| HN Mirror

Y	Hacker News new \| ask \| show \| jobs


	by sxp 3360 days ago
	For comparison, the 1080Ti is ~11.3TFLOPS + 11GB RAM @ $700 vs the Titan at ~12.1TFLOPS + 12GB RAM @ $1200. ~9% more performance for 70% more money. https://en.wikipedia.org/wiki/GeForce_10_series#GeForce_10_....

5 comments

tanderson92 3360 days ago

I have been evaluating buying a 1080Ti recently; it appears to also have the highest cores per $. Is the 1080Ti really then the most efficient card for general purpose HPC work on Linux (numerics)? The 1080 is a step down but also competitively priced. Curious about your thoughts, as I couldn't find a guide on this stuff on the web.

edit: The Tesla K20 is also in competition in my view (despite the much higher cost) due to its focus on higher double-precision performance.

VA3FXP 3360 days ago

We do a lot of work on video encoding.
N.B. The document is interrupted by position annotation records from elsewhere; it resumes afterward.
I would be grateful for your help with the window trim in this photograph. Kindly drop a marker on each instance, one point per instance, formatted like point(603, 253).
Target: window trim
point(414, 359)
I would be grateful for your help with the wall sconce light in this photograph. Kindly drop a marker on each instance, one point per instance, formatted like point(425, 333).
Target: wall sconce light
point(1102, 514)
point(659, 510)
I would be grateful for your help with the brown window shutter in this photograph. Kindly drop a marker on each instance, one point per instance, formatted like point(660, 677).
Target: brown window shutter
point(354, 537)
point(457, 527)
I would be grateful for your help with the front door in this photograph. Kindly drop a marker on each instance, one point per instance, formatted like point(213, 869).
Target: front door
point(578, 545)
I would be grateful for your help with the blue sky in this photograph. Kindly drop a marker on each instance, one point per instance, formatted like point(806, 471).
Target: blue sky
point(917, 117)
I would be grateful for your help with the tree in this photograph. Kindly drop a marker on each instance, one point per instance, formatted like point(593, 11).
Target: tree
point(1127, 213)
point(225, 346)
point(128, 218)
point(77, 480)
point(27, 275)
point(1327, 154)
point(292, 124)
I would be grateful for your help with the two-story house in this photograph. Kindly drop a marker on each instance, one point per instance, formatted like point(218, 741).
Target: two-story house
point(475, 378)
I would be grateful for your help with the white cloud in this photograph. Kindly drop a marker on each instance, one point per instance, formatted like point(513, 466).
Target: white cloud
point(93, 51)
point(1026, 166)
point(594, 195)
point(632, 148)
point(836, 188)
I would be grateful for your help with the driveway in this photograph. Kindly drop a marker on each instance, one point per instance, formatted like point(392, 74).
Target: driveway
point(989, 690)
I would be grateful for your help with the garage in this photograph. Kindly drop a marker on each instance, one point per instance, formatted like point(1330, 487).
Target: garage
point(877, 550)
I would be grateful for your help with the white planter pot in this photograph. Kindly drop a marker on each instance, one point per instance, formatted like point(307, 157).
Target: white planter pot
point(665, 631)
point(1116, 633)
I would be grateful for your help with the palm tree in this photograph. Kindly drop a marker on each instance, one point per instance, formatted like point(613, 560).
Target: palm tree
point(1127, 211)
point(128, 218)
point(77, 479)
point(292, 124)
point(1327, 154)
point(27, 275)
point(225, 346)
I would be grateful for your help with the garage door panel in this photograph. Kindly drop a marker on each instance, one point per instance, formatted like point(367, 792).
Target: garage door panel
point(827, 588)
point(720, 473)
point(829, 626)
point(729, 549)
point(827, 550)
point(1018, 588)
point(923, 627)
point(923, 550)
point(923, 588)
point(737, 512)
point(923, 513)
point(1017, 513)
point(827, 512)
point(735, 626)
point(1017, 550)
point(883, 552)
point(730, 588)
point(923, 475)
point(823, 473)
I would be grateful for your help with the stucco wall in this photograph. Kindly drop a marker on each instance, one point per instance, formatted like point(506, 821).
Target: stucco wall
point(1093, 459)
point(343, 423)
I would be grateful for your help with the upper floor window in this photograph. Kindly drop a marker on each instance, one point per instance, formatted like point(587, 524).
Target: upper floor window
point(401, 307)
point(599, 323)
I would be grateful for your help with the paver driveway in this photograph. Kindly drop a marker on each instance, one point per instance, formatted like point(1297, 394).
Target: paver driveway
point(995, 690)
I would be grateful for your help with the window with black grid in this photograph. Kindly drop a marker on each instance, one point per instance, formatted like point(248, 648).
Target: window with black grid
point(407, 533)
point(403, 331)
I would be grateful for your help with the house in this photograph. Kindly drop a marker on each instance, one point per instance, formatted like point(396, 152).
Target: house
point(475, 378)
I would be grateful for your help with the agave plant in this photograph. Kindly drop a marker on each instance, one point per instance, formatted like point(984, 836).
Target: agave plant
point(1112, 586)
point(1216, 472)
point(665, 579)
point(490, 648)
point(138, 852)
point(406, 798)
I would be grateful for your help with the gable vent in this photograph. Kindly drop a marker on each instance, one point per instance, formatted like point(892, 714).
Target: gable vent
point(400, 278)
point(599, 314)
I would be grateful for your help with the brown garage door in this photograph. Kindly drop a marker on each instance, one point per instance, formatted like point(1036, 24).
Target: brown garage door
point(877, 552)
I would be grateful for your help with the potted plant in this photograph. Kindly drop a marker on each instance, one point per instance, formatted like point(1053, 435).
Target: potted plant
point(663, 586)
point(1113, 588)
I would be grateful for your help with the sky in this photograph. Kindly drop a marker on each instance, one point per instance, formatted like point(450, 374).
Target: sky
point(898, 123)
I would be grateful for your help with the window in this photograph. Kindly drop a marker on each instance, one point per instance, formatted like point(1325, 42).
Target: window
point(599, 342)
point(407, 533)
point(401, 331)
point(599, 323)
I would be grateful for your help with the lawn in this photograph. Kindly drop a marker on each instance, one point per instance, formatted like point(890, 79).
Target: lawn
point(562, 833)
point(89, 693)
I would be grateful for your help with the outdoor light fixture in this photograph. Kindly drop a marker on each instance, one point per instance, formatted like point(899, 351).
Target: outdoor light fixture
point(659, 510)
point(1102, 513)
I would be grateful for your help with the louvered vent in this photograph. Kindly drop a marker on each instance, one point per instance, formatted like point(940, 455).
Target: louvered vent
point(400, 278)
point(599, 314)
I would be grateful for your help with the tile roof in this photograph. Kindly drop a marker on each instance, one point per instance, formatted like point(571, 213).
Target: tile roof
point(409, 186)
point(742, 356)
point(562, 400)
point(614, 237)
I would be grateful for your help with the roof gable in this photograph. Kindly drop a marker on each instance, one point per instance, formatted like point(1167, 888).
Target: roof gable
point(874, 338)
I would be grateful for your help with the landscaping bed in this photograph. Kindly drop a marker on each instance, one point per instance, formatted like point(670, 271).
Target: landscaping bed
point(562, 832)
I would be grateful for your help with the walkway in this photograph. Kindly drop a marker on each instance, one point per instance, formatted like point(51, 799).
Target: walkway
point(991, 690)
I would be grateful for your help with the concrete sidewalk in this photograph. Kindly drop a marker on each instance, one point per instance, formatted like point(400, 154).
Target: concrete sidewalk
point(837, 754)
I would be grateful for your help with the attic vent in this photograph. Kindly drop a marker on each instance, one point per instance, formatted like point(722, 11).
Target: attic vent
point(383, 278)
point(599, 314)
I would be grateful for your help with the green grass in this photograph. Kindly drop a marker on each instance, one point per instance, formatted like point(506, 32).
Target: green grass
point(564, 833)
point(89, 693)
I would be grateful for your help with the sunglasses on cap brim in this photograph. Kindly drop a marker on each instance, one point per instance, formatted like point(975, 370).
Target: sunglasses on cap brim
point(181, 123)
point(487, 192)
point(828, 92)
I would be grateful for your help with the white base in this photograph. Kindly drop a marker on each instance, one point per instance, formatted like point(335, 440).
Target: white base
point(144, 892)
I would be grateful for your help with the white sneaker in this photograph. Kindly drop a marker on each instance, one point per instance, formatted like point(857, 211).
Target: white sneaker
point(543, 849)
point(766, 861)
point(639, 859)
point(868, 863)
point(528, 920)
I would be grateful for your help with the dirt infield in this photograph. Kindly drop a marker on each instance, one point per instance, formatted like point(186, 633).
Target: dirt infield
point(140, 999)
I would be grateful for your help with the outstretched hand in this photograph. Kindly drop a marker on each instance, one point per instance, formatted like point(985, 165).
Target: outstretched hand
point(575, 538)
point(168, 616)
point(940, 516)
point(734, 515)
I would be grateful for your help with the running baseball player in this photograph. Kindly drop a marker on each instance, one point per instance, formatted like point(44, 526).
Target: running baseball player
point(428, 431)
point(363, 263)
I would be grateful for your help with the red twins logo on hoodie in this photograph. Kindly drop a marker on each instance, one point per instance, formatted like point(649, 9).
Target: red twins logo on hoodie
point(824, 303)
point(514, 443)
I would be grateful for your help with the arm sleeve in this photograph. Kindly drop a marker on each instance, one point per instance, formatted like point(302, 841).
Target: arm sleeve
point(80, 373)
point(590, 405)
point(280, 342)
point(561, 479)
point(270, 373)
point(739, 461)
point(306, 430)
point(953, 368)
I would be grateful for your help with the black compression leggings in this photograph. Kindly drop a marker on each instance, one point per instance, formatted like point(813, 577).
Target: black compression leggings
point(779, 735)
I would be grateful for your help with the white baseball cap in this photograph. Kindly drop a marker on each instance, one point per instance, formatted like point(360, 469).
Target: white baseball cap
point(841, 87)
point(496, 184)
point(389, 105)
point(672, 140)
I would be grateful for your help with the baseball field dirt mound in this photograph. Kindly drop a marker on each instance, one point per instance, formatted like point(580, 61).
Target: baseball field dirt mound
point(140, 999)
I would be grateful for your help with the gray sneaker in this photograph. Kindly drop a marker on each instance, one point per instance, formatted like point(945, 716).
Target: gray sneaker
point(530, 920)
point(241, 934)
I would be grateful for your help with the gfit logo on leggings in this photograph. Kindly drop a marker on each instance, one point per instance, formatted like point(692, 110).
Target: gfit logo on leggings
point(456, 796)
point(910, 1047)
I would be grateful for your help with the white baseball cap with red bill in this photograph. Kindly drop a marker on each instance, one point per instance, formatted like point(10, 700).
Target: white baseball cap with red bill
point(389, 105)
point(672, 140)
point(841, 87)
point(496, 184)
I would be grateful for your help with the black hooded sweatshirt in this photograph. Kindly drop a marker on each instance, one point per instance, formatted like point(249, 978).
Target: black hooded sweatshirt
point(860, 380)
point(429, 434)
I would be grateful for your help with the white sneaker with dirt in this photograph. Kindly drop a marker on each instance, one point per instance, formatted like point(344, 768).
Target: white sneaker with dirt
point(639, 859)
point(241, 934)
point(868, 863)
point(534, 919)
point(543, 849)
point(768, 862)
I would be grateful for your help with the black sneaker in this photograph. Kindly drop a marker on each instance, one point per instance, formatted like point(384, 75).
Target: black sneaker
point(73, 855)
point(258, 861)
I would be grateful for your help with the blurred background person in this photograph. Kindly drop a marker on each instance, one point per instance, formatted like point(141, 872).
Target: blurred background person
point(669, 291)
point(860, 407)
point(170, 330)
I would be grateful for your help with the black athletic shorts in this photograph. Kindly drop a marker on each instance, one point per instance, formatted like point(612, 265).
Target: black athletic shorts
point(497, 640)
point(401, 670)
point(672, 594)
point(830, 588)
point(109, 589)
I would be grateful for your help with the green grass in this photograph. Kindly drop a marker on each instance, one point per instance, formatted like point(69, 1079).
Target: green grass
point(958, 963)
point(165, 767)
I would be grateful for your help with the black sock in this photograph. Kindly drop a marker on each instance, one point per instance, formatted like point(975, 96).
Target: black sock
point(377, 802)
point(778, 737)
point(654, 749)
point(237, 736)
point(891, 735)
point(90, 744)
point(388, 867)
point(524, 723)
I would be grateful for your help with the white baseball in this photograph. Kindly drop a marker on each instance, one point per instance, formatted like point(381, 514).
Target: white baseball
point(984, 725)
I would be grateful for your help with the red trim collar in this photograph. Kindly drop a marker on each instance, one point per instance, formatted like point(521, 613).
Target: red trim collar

We have had a K80, Titan X(Maxwell), Titan X(Pascal), 1080, 1080Ti, and others (including render-farms based on GTX980's).

General thoughts: Don't expect to get _any_ information out of NVidia unless you are running everything on their hardware compatibility lists (i.e. server-case) Do not mix & match consumer-rated gear with 'professional' gear. (i.e. If you put the K80 in a system with a GTX1080, then the Nvidia drivers restrict the number of available processing cores to 2 per device)

Air-flow: The Tesla's run HOT even with a blower attached, and/or installed in the recommended case.

NVENC: the Pascal-based cards performance is incredibly faster AND better then the Kepler-based cards.

For anybody else doing Video encoding work: Grab an Nvidia TK1/jetson dev-kit. This little card is a MONSTER and can handle everything we throw at it without breaking a sweat.

slizard 3359 days ago

> Do not mix & match consumer-rated gear with 'professional' gear. (i.e. If you put the K80 in a system with a GTX1080, then the Nvidia drivers restrict the number of available processing cores to 2 per device)

Huh? Not sure what exactly do you mean by "number of processing cores"?

I use two development boxes on a regular basis with Teslas side-by-side with GeForce cards and they all work just fine.

jamesfmilne 3359 days ago

The NVENC SDK limits the number of separate H264 video streams you can encode simultaneously to 2 if you have _any_ Geforce hardware in your system.

VA3FXP 3359 days ago

I was unintentionally vague. I should have said 'output'. At the bottom of this post I have copy/pasted output from my original tests.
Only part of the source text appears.